Is Medicare Supplement coverage the right choice for you?

“Medicare is a nice safety net, but it still has significant cost sharing, and some people might want help covering those significant costs,” says O’Connor.

Once you have Original Medicare (Parts A and B), see if a Medicare Supplement plan is right for you. Although these plans work alongside your Original Medicare coverage, the premiums can be expensive and will go up over time. The plans also have deductibles and coinsurance that can be expensive. However, there are no network restrictions. So you can use any physician or hospital that accepts Medicare.

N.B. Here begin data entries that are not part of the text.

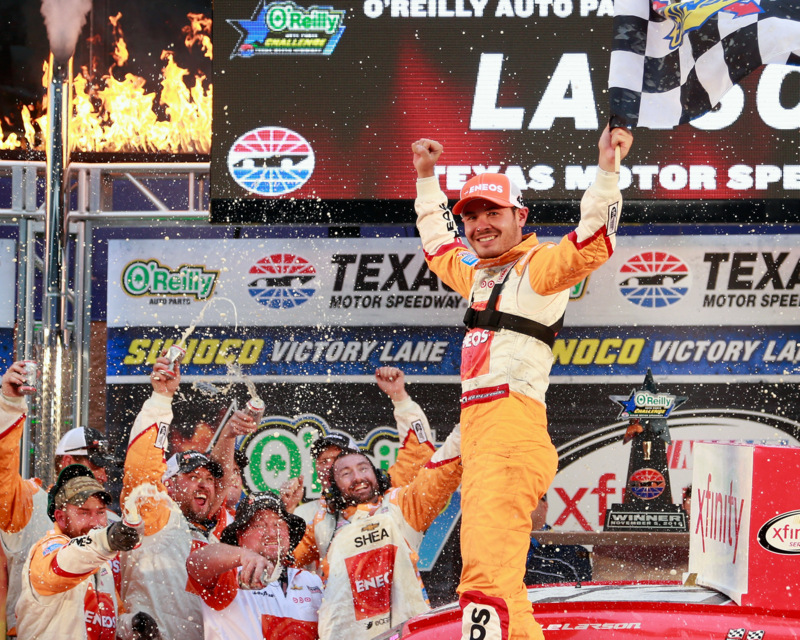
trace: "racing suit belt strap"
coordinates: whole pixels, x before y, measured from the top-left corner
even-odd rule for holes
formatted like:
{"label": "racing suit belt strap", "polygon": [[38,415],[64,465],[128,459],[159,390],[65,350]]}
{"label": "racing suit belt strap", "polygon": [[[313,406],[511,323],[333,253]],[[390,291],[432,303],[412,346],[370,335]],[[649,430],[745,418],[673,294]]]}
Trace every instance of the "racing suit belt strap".
{"label": "racing suit belt strap", "polygon": [[530,318],[497,310],[497,299],[500,297],[500,291],[503,285],[505,285],[512,269],[513,265],[506,270],[503,279],[492,288],[492,293],[489,295],[489,300],[486,302],[485,309],[476,311],[472,308],[472,301],[470,300],[470,307],[464,314],[464,324],[467,329],[488,329],[490,331],[508,329],[509,331],[516,331],[517,333],[536,338],[552,349],[556,342],[556,335],[561,331],[561,327],[564,326],[563,314],[555,323],[547,326],[541,322],[531,320]]}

If you want to sign up for a Medicare Supplement plan, you can do so during the initial enrollment season. This is a onetime-only, 6-month period when federal law allows you to buy a policy you want that’s sold in your state. It starts in the first month that you’re covered under Medicare Part B, and you’re 65 or older. During this period, you can’t be denied a Medicare Supplement policy or charged more due to past or present health problems. Keep in mind, if you miss this period, Medicare Supplement Insurance plans may check for medical conditions and your premium could be higher.

When to enroll in a Medicare Advantage or prescription drug plan

The initial enrollment period for Medicare lasts for seven months — the three months before you turn 65, your birthday month and the three months following your birth month. You can sign up for Part A and/or Part B during that time.

During your initial enrollment period, you can enroll in:

1.     Part C (Medicare Advantage), with or without prescription drug coverage, once you have Medicare Part A and Medicare Part B

2.     Part D (prescription drug coverage only) once you have Part A or Part B

Just remember, if you wait to enroll in prescription drug coverage, you may have a lapse in coverage and will have to pay a late enrollment penalty (LEP).

If you didn’t enroll during the initial enrollment period, or you want to select a new plan, you can do so during Medicare’s Annual Election Period (AEP). This begins on October 15, and runs through December 7, each year. However there may be other times when you may be able to join, switch, or drop a Medicare Advantage Plan.